Tanzania: TIRA clamps down reinsurance loose ends

SAULI GILIARD
TANZANIA has to cough up some 300bn/- to reinsure entities abroad while retaining just 400bn/- annually. In cutting down the figure and boost the retention ratio, the Tanzania Insurance Regulatory Authority (TIRA) has issued Circular No. 55/2017 effective first day of January, next year (01-01-2018), setting out conditions for dealing with foreign reinsurers and brokers.

Addressing reporters at TIRA premises in Dar es Salaam yesterday, Commissioner of Insurance, Dr Baghayo Saqware said the circular was in response to market challenges originating from externalisation of insurance business outside the country through reinsurance.
Reinsurance, according to the website, Investopedia, is a“practice of insurers transferring portions of risk portfolios to other parties by some form of agreement to reduce the likelihood of having to pay a large obligation resulting from an insurance claim.”
“It should be noted that externalisation of insurance risks is a normal business practice in an insurance industry in a number of ways, including … spreading or sharing the risks,” the commissioner added.

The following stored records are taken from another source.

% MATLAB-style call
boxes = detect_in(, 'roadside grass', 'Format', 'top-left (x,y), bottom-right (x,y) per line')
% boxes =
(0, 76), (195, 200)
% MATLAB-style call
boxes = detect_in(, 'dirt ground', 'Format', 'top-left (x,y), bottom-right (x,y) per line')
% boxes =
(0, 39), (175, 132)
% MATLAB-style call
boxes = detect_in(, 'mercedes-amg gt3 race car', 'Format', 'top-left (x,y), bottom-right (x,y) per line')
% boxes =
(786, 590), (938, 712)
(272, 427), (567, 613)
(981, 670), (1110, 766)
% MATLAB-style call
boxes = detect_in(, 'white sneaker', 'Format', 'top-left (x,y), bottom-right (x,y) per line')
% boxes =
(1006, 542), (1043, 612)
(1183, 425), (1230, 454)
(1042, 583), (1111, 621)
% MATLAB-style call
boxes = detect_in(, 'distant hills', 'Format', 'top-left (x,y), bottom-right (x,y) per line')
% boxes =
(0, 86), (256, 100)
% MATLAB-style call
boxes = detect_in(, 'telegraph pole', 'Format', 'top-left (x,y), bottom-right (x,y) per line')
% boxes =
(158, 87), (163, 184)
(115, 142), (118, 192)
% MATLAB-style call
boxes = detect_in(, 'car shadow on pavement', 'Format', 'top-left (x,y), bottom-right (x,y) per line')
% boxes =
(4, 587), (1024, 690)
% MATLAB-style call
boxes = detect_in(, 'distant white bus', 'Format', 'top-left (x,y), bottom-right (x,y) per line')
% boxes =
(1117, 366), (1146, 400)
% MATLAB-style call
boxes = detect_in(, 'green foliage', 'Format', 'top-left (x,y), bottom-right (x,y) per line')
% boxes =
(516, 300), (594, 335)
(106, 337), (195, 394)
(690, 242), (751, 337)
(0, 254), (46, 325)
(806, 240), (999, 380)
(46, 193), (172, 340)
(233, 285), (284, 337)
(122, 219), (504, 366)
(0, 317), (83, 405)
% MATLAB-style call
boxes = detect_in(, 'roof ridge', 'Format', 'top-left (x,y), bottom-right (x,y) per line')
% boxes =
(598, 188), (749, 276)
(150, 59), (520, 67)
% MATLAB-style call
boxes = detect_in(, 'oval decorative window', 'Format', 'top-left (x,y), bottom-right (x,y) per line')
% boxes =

Another benefit of externalisation of insurance, according to Dr Saqware, was to enhance income earnings of local insurers, “in the form of reinsurance commission receivable by local insurers.” He added that the TIRA move also aims at creating better claims management system, improving the technical competence of the local insurance practitioners and protection of the local insurers’ capital base.
He cited eleven gaps within the insurance industry, among them, excessive use of International Facultative Reinsurance Arrangement “even in the situations and cases which could safely be accommodated under Treaty Reinsurance Arrangement.
Other challenges, the regulator observes, included the 100 per cent externalisation of risks which could partly be retained locally and “poor involvement of local insurance companies in participating in assuming parts of risks intended to be externalised through co-insurance arrangements.”
He added that the authority has observed that there is a tendency by some insurers in the market to engage in co-insurance arrangements with sister or parent companies based in the jurisdictions. “Non-disclosure of reinsurance commission/fronting fee payable to local insurers,” Dr Saqware mentioned as one of the gap in the industry leading to the issuing the new circular.
However, the commissioner said, the circular has been issued following a thorough and in-depth consultation between TIRA and insurance stakeholders in the country and abroad. “The authority continues to play its statutory role as a government agency responsible for regulating and developing the insurance market in Tanzania for the benefit and protection of policy holders,” he insisted.
However, TIRA’s director of licensing & Market Conduct Supervision, Samwel Mwiru said, the retention ratio in the country is below 66 per cent, the standard of Southern African Development Community (SADC) member countries though he was optimistic that the released circular will bring positive changes.
He said one of the strategies to improve the retention ratio from current 400bn/- annually is to improve internal capacity. According to Mr Mwiru, the country’s insurance market worth approximately 700bn/-.